XXI. Do contrário estaríamos diante de uma situação estapafúrdia, o advogado dativo que funcionasse em um só ato processual estaria, teoricamente, percebendo mais que o Defensor Público que atua em vários atos processuais em diversos feitos. Desnecessária a criação Constitucional da Defensoria Pública.

 

XXII. O posicionamento firmado pelo Tribunal é equivocado.
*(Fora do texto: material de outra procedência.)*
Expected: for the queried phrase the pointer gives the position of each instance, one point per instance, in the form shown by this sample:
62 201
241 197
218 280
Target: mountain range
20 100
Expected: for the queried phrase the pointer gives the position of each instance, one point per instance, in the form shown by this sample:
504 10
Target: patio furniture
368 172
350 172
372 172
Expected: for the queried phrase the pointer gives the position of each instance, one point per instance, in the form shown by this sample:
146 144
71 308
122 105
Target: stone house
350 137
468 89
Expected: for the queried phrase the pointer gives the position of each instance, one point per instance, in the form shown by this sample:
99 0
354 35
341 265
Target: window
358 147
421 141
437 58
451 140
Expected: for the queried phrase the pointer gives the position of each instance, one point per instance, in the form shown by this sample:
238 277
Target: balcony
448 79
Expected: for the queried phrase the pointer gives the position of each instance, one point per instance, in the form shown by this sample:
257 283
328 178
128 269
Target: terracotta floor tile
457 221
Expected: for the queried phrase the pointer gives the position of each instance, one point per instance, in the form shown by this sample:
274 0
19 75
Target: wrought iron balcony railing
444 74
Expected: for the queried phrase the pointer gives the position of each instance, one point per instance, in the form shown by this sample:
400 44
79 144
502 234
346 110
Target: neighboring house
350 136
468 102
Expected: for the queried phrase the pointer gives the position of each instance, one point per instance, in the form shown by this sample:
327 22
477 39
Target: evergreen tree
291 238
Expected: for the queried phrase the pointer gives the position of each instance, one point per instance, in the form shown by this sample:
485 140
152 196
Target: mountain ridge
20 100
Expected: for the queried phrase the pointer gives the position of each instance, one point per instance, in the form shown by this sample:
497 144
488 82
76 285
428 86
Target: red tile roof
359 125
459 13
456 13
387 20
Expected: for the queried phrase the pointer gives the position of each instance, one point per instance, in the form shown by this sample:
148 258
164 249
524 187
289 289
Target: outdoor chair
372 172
Só o Defensor Público Geral poderá dizer da impossibilidade de o Defensor Público funcionar na defesa do juridicamente necessitado e indicar advogado, de sua confiança, para eventual substituição da Defensoria Pública na Comarca ou no órgão, observando o principio da conveniência e da oportunidade administrativa.

 

Rio de Janeiro, março de 1998.

 

 

 

Referências bibliográficas:

 

MEIRELES, Hely Lopes. Direito administrativo brasileiro. 16.ed. São Paulo,

Revista dos Tribunais.

SILVA, José Antonio da. Curso de direito constitucional positivo. 8.ed. Malheiros

Editores.

ZANON, Artemio. Da assistência jurídica integral e gratuita. São Paulo, Saraiva,

1990.

 

 

Referência bibliográfica deste artigo:

SANTOS, Enedir. Pode o juiz nomear advogado dativo para funcionar em procedimento criminal quando existe defensor publico lotado ou designado no órgão de atuação?. Revista de Direito da Defensoria Pública. Rio de Janeiro: Defensoria Pùblica Geral do Estado do Rio de Janeiro, v.13, p. 160-166, jul. 1998.